La Hull evidenzia che «Una sfida centrale è come pagare per gli ambiziosi sforzi previsti dal nuovo framework. Gli ambientalisti stanno esortando i Paesi ricchi a fornire fino a 60 miliardi di dollari all’anno per aiutare le nazioni a basso reddito a pagare per progetti di conservazione e frenare il traffico illegale di fauna selvatica. La Cina si è mossa in questa direzione nel 2021, quando ha lanciato il Kunming Biodiversity Fund e vi ha contribuito con 230 milioni di dollari.
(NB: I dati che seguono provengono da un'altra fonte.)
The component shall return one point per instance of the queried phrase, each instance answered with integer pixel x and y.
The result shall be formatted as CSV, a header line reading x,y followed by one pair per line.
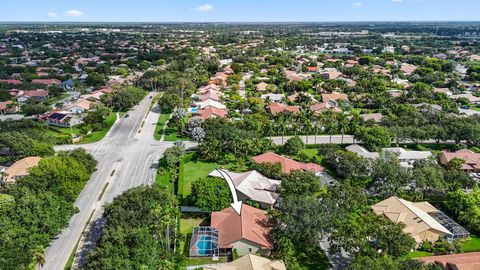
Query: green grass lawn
x,y
418,254
98,135
163,180
312,259
171,135
472,245
92,137
202,261
161,122
191,171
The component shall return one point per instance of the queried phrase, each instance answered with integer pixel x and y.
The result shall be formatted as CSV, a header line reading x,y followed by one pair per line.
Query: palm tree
x,y
39,257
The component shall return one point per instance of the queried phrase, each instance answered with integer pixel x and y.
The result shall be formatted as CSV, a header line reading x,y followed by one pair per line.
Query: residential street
x,y
127,157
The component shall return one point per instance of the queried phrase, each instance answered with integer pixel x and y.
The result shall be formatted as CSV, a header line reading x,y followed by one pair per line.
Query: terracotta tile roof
x,y
211,112
11,82
472,159
276,108
465,261
4,104
36,93
249,225
210,95
48,82
288,165
334,96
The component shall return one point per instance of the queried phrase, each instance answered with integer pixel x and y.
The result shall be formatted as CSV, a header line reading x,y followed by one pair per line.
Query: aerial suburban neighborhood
x,y
228,145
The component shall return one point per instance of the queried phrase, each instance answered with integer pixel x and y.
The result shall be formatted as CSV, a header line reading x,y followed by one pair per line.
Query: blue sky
x,y
238,10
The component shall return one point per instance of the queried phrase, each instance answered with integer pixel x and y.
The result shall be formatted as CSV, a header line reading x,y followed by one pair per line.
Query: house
x,y
38,95
245,232
273,97
319,108
446,91
68,85
208,88
210,103
211,112
471,98
375,117
361,151
94,96
251,185
406,158
294,97
210,95
20,169
249,262
331,74
276,108
472,159
61,119
220,79
463,261
407,69
262,86
7,107
422,221
80,106
288,165
334,96
48,82
13,82
426,107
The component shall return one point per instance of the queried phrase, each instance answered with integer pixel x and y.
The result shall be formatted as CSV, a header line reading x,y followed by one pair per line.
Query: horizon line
x,y
245,22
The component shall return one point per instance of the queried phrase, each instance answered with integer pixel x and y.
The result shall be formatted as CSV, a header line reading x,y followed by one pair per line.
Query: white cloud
x,y
73,13
204,8
52,14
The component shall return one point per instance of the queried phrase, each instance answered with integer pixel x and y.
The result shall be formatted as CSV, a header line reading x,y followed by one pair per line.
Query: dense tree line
x,y
139,232
37,207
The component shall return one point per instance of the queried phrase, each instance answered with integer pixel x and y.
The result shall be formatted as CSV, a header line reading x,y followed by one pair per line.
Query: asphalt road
x,y
127,157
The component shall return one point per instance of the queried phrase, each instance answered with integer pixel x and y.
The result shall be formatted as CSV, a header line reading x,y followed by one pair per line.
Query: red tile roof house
x,y
8,107
245,232
334,96
472,160
48,82
14,82
39,94
276,108
211,112
288,165
465,261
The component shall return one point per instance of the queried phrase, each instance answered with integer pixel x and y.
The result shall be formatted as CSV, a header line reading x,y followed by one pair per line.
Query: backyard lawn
x,y
191,170
471,245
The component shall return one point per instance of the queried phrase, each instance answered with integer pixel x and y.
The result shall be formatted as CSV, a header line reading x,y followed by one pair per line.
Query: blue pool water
x,y
204,245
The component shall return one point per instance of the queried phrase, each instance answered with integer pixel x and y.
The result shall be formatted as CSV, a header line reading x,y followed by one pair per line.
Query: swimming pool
x,y
204,245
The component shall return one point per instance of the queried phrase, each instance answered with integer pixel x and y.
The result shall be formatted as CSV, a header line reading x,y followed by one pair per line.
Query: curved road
x,y
127,157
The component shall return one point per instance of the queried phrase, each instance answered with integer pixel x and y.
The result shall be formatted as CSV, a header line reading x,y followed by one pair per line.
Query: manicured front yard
x,y
92,137
191,170
418,254
471,245
161,122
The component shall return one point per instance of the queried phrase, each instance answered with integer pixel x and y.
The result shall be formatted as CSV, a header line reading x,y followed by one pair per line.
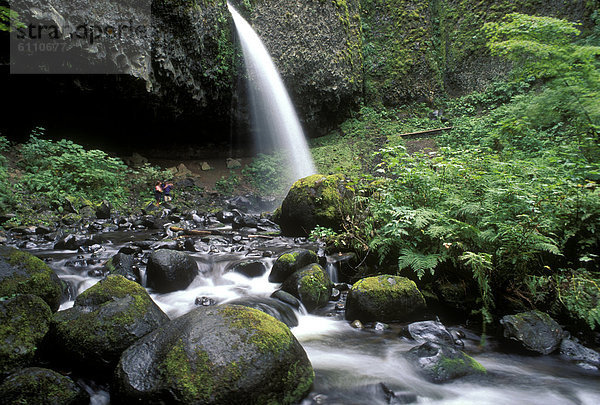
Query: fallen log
x,y
197,232
427,131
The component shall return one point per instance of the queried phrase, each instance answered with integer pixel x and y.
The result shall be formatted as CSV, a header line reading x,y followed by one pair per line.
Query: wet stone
x,y
131,250
205,301
380,326
357,324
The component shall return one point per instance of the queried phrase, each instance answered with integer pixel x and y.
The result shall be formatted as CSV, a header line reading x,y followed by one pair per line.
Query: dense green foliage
x,y
58,169
49,175
509,195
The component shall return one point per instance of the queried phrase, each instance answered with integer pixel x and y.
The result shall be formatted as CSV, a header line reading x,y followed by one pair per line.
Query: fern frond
x,y
418,262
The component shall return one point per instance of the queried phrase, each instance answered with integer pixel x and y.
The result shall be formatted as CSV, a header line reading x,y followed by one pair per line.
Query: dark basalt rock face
x,y
23,273
41,386
534,330
182,74
105,320
170,270
225,354
317,48
440,363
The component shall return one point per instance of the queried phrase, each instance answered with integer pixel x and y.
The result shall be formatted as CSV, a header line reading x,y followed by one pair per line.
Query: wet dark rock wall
x,y
332,54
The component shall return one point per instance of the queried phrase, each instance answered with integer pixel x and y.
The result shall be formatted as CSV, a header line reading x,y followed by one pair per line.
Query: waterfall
x,y
274,118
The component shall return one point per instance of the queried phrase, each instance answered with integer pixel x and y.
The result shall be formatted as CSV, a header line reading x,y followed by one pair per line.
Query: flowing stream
x,y
349,363
276,123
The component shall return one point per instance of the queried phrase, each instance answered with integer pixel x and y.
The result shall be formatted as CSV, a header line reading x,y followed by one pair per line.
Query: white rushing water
x,y
275,120
350,363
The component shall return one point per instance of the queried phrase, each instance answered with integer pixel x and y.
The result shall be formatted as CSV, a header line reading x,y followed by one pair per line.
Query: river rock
x,y
289,262
105,320
430,331
384,298
577,352
41,386
123,264
314,200
233,163
440,363
23,273
24,321
311,285
103,210
277,309
534,330
250,268
215,355
170,270
287,298
70,242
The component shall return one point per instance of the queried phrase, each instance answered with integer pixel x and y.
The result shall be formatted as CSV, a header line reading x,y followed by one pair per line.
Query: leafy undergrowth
x,y
510,195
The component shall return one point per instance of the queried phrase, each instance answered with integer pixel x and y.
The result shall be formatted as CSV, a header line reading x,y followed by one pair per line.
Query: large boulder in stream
x,y
170,270
534,331
41,386
289,262
249,268
105,320
384,298
24,321
440,363
430,331
225,354
314,200
124,265
23,273
277,309
311,285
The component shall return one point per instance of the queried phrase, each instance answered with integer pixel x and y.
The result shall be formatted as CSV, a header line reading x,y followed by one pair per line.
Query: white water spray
x,y
272,111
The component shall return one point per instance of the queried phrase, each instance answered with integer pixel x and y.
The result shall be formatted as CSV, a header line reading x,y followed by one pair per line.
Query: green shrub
x,y
227,185
269,174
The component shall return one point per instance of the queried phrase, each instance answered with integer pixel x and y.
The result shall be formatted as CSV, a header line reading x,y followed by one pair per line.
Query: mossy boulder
x,y
384,298
103,210
215,355
440,363
122,264
314,200
24,321
250,268
277,309
535,331
105,320
311,285
170,270
33,386
23,273
289,262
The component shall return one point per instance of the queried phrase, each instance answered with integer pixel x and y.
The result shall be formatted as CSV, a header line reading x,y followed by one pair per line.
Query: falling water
x,y
275,119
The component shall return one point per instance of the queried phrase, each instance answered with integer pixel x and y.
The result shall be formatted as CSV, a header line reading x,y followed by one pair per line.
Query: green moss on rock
x,y
311,285
41,386
290,262
192,380
216,355
266,332
315,200
23,273
105,320
384,298
24,321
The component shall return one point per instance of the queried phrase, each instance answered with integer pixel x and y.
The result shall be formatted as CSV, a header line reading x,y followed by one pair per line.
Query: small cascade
x,y
332,271
275,121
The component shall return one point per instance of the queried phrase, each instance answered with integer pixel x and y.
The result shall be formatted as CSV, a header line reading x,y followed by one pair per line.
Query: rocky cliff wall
x,y
184,79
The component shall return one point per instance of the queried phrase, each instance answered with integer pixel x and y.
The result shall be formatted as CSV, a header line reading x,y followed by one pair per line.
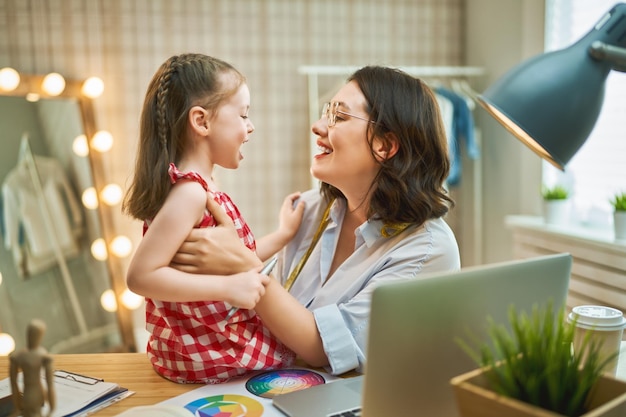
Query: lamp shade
x,y
552,101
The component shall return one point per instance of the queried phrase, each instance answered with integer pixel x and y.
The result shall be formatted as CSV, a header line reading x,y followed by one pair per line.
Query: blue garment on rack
x,y
462,129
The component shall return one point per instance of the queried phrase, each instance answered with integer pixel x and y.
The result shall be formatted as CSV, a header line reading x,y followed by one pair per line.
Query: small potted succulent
x,y
619,215
555,204
531,370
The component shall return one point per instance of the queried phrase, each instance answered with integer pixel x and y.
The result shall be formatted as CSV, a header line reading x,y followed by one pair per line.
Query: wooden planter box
x,y
475,399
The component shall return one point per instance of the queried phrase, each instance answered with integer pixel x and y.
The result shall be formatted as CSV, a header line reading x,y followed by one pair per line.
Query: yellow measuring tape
x,y
388,230
318,233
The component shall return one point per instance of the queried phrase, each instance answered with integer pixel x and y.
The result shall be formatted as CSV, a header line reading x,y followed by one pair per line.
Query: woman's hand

Gli impegni da altri Paesi ammontano attualmente a circa 5,2 miliardi di dollari all’anno, provenienti principalmente da Francia, Regno Unito, Giappone e Unione Europea».
È probabile che alla COP15 Cbd la Cina debba rendere conto dell’impatto ambientale e climatico della sua Belt and Road Initiative, un enorme progetto infrastrutturale che sta costruendo ferrovie, oleodotti e autostrade in più di 60 Paesi e che viene accusato di causare deforestazione, inondazioni e altri impatti ambientali dannosi, anche in hot spots della biodiversità globale come il Triangolo dei coralli del sud-est asiatico, uno dei sistemi di barriera corallina più importanti del mondo. La Cina si è impegnata a frendere più green la Belt and Road Initiative e nel 2021 Xi ha annunciato il divieto di finanziare nuove centrali a carbone all’estero, cosa che finora ha portato alla cancellazione di 26 impianti.
La Hull conclude: «Questo è un inizio, ma la Cina ha molto da fare per affrontare gli impatti globali di Belt and Road. In quanto patria del 18% della popolazione terrestre e produttrice del 18,4% del PIL globale, la Cina ha un ruolo chiave da svolgere nella protezione della natura. Spero di vederla dare una leadership coraggiosa a Montreal e negli anni a venire».